A group of about 200 protesters, who were not part of an official demonstration organized by Italy's main metalworkers labor union FIOM, tried to break through the police line to enter the building where Renzi was attending the conference.
The security forces countercharged by pushing back the protesters, who threw stones and bottles against them. Two policemen and a protester were wounded, though not seriously, according to local newspaper Giornale di Brescia.
The demonstration was organized against the economic policies carried out by the Renzi government and to especially oppose a labor law which is going through parliamentary process for final approval.
Renzi restated on Monday that his center-left government "will not give up a millimeter" on the labor reform, adding he may ask the lower house a confidence vote to help push the law through.
The reform is aimed at making the Italian job market smoother, but according to labor unions it would significantly reduce job protections for new employees.
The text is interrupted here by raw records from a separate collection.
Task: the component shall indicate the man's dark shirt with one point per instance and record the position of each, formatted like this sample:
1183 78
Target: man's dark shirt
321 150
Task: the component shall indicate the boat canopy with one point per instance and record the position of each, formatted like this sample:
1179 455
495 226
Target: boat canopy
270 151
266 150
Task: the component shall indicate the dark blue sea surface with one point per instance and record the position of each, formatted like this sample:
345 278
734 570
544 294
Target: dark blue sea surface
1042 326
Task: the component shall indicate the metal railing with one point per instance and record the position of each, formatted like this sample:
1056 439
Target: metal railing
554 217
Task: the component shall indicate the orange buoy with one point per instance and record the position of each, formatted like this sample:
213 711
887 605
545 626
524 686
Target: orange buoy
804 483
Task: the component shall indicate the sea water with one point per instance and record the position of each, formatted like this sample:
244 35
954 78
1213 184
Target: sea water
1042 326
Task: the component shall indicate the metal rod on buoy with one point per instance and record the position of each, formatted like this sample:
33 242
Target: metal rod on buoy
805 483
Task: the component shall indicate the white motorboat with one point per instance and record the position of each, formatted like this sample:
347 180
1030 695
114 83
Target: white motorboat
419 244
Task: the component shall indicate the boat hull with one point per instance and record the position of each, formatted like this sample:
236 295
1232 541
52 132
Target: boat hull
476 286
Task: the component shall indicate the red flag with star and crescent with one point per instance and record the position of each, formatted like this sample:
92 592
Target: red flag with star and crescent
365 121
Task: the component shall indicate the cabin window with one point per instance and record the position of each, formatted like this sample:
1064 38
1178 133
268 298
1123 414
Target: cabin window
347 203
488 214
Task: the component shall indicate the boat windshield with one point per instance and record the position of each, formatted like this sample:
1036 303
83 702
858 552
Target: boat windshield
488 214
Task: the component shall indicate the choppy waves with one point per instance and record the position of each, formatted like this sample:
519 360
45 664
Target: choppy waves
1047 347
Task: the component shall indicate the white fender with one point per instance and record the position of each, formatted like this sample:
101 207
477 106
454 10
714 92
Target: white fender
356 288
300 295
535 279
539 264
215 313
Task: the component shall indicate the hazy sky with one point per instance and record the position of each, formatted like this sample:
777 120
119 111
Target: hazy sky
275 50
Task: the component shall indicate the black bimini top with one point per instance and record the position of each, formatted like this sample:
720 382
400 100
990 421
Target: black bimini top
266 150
"The prime minister has taken a wrong path that divides the country," Italy's main labor union CGIL said in a statement on Monday.
"We would like to hear a little more consideration on the mistakes of finance and business," CGIL added stressing that the government "still lacks job-creation policies as well as an industrial policy."
"There is a design to divide the labor world ... but there is not a double Italy, one of the workers and one of the employers. There is only one undividable Italy," Renzi said in his address to the Brescia meeting and in response to the protesters.
Italian national statistics institute Istat said in a report released last week that 3.2 million citizens in the country were unemployed in September, the highest level since 2004.